Last year the majority of children in 1,755 primary and secondary schools spoke another language at home following a sharp increase in the number of pupils with foreign born parents.
In more than 200 schools nine in ten pupils do not speak English as their mother tongue, with children speaking as many as 14 different languages.
Across England, the number of pupils who have English as their second language has risen by a fifth to almost 1.1 million in the past five years.
Of the ten schools with the highest proportion of children who do not speak english as their first language, all but two are outside London. All but one are rated as either good or outstanding by Ofsted, the schools watchdog.
To help cope with the growing diversity of their pupils, schools have enlisted interpreters to help at parents evenings and bi-lingual teaching assistants for reception classes.
The figure, revealed in Department for Education figures, comes amid concerns that immigration is having a significant impact on public services.
The concerns have been heightened after restrictions on Bulgarian and Romanian migrants were lifted in January.
According to official estimates the number of pupils is to grow by a million over the next decade and reach the highest levels in more than 40 years.
By 2022, the pupil population in England will exceed eight million for the first time since the early 1980s, fuelled by a combination of higher birth rates and an influx of migrants in some areas.
The Coalition has insisted it is taking steps to ease the crisis, with £5 billion being spent on school places by 2015.
However Douglas Carswell, a back-bench Tory MP, said that Britain’s needs to have a “national debate” about the impact of immigration on social cohesion.
He said: “Up until now immigration has been all about economics, but we need to start talking about the cultural impact too. We can’t hold it against an individual wanting to come to this country on behalf of their family, but are we doing all we can to integrate and assimilate?
“It’s time for a national debate about the impact of social cohesion in Britain today. I want to make sure that we create first and second generation Britons.”
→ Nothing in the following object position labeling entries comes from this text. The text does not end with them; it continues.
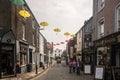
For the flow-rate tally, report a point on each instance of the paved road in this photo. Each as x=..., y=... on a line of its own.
x=61, y=72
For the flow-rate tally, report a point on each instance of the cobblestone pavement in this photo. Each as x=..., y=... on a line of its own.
x=61, y=72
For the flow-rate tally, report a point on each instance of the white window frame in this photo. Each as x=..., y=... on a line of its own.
x=101, y=26
x=118, y=18
x=101, y=5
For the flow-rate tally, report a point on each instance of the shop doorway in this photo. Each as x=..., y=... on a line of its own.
x=7, y=60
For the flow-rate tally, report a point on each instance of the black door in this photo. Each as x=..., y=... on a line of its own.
x=7, y=60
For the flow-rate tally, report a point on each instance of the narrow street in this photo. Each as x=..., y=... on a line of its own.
x=61, y=72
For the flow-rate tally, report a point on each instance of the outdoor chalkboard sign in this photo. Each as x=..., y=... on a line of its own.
x=87, y=69
x=99, y=73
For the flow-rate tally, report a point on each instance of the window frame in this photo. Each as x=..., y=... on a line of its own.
x=101, y=23
x=101, y=5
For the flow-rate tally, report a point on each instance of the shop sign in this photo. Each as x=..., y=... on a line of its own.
x=106, y=41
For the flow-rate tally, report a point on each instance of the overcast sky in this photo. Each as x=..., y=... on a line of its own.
x=68, y=15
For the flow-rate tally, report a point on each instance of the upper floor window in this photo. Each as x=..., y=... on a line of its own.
x=100, y=29
x=23, y=29
x=101, y=4
x=118, y=18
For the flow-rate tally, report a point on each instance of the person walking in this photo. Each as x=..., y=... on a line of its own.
x=74, y=65
x=70, y=65
x=78, y=64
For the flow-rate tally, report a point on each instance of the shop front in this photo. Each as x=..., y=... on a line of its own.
x=7, y=55
x=108, y=54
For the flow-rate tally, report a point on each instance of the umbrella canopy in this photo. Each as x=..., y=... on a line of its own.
x=66, y=33
x=62, y=42
x=17, y=2
x=57, y=30
x=24, y=13
x=72, y=35
x=44, y=24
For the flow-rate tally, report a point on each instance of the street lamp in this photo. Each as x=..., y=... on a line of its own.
x=44, y=24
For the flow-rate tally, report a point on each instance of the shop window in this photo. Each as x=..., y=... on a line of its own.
x=100, y=29
x=23, y=29
x=23, y=57
x=118, y=18
x=101, y=4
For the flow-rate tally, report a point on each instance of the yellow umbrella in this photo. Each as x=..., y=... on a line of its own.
x=24, y=13
x=57, y=30
x=72, y=35
x=44, y=24
x=66, y=33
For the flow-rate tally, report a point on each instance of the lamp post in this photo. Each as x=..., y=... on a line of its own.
x=37, y=48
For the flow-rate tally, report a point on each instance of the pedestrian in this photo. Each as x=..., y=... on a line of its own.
x=78, y=64
x=70, y=65
x=74, y=65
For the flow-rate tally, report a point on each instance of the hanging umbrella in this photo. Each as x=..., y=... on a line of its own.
x=66, y=40
x=72, y=35
x=71, y=39
x=57, y=30
x=62, y=42
x=17, y=2
x=66, y=33
x=57, y=44
x=24, y=13
x=44, y=24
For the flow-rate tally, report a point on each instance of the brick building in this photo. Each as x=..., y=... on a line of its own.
x=19, y=39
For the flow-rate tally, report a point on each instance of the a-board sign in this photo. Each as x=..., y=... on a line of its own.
x=87, y=69
x=99, y=72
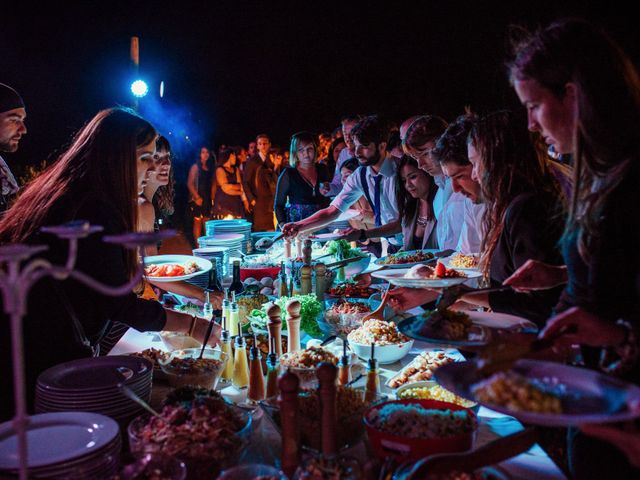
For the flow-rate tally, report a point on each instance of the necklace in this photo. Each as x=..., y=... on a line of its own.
x=308, y=182
x=422, y=221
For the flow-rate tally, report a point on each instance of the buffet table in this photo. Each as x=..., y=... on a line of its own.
x=266, y=442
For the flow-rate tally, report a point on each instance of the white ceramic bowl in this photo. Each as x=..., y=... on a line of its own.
x=384, y=353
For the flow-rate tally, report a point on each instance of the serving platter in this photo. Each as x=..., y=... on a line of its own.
x=203, y=264
x=586, y=396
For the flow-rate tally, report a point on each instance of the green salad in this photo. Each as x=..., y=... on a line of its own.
x=343, y=250
x=309, y=312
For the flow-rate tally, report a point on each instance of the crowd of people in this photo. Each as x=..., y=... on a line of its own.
x=562, y=231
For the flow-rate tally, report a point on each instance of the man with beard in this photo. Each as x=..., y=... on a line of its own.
x=12, y=116
x=451, y=152
x=375, y=178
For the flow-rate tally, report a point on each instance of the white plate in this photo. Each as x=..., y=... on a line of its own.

More than 15,288 primary and secondary schools provided the Department for Education with information about the first languages of their pupils as part of the annual schools census.
Of them, 1,755 schools attended by a total of 835,174 children had a minority of english speakers. The figure has risen by 10 per cent since 2009.
Previous research has suggested that schools where native english speakers are in the minority are almost entirely in London. However, the official figures reveal that they are significantly more widespread.
While 968 of the 1,755 schools are in London, there are a total of 290 across the Midlands, 172 in the North West and 162 in Yorkshire and the Humber. The schools are in predominantly northern areas.
At Maidenhall primary school in Luton, 98.9 per cent of pupils do not speak english as their first language.
Children speak no fewer than 14 different languages, including Pahari, Urdu, Bengali, Punjabi, Somali, Polish, Hindi, Gujarati, Tamil, Portuguese, Arabic, Spanish and Pashto.
When pupils arrive at the school at the age of five, some have never seen a word of english before. Pupils are up to two years behind the national average for when they arrive.
Yasmine Dhillon, the head teacher, said: “Some of them have never seen the written word. At home the parents may not have any books, and when they come to us some of them only have words or phrases in English.”
For the first year pupils are “immersed in English”, after which most pupils have reached national standards.
The school also has translators on hand on parent evening, and is attempting to improve their standard of English. “The parents are aspirational, they want their children to go to university, to be doctors and highly skilled professionals.”
A spokesman for the Department for Education said: “We are determined that all children, whatever their background, get a first-class education.
“Our reforms to the education system, and the hard work of heads and teachers, are ensuring that is becoming the case–last week figures showed that a quarter of a million fewer children are being taught in failing schools than three years ago.”